In September, Prodigy Finance launched a $30 million blended finance programme in collaboration with The Standard Bank of South Africa Limited and Allan & Gill Gray Philanthropies.
Startup
Swiggy IPO: Retail portion subscribed 84%, overall 35% shares allotted
Food delivery and quick commerce platform Swiggy’s Initial Public Offering (IPO) was subscribed only 35% on the second day of bidding as broader market indices slipped in red.
Sriharsha Majety-led Swiggy witnessed the quota reserved for employees being subscribed 1.15 times by the end of bidding on the second day. Retail investors subscribed to 84% of the shares.
According to data from the Bombay Stock Exchange (BSE), non-institutional investors purchased 14% of their allocated shares, and qualified institutional buyers’ (QIBs) part was booked at 28%.
As of the second day, Swiggy’s IPO received bids for 5.57 crore shares, amounting to 35% of the total issue size. The issue was subscribed 12% on day one.
Swiggy, which is set to list on Indian stock markets on November 13, initially aimed for a valuation of approximately $15 billion, but later updated its RHP to seek a valuation of around Rs 87,000 crore or about $11.3 billion at the upper price band.
“Swiggy’s decision to lower its valuation leaves some upside room for the investors, we still recommend an AVOID recommendation to this issue due to the “reported negative” cash flows and ongoing losses, alongside a slightly high valuation of 7.7x FY24 price-to-sales,” noted Aditya Birla Money in a research report dated Nov 4.
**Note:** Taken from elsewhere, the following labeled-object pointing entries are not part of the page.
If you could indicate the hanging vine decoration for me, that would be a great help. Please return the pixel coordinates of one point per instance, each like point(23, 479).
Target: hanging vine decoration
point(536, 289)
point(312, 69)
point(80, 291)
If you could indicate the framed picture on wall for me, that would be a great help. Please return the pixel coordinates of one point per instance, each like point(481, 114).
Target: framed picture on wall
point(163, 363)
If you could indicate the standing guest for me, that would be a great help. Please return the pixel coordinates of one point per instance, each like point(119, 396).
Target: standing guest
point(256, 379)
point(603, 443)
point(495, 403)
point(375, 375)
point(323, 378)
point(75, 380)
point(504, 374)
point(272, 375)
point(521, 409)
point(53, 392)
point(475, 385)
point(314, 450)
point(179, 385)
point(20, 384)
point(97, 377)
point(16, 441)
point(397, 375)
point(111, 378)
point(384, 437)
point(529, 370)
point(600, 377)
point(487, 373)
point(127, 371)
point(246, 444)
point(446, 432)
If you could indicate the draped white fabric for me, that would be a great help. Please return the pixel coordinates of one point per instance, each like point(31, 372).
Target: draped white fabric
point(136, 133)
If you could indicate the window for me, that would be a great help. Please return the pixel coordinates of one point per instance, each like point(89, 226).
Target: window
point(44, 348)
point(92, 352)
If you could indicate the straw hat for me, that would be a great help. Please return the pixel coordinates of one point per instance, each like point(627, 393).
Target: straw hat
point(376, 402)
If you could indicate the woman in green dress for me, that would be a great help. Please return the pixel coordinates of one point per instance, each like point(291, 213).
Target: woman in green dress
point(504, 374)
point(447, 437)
It raised nearly Rs 5,085 crore (about $605 million) from anchor investors, which included life insurance and mutual fund arms of HDFC, ICICI, and SBI. The anchor book, which witnessed participation from over 75 key domestic mutual funds, also saw bids from global mutual fund investors like Astrone Capital, Fidelity, and Blackrock.
Swiggy plans to raise close to Rs 11,700 crore in its IPO which will include fresh issue of 11.54 crore equity shares along with an offer for sale (OFS) of 17.51 crore equity share by existing stakeholders. It has set IPO price band at Rs 371- Rs 390.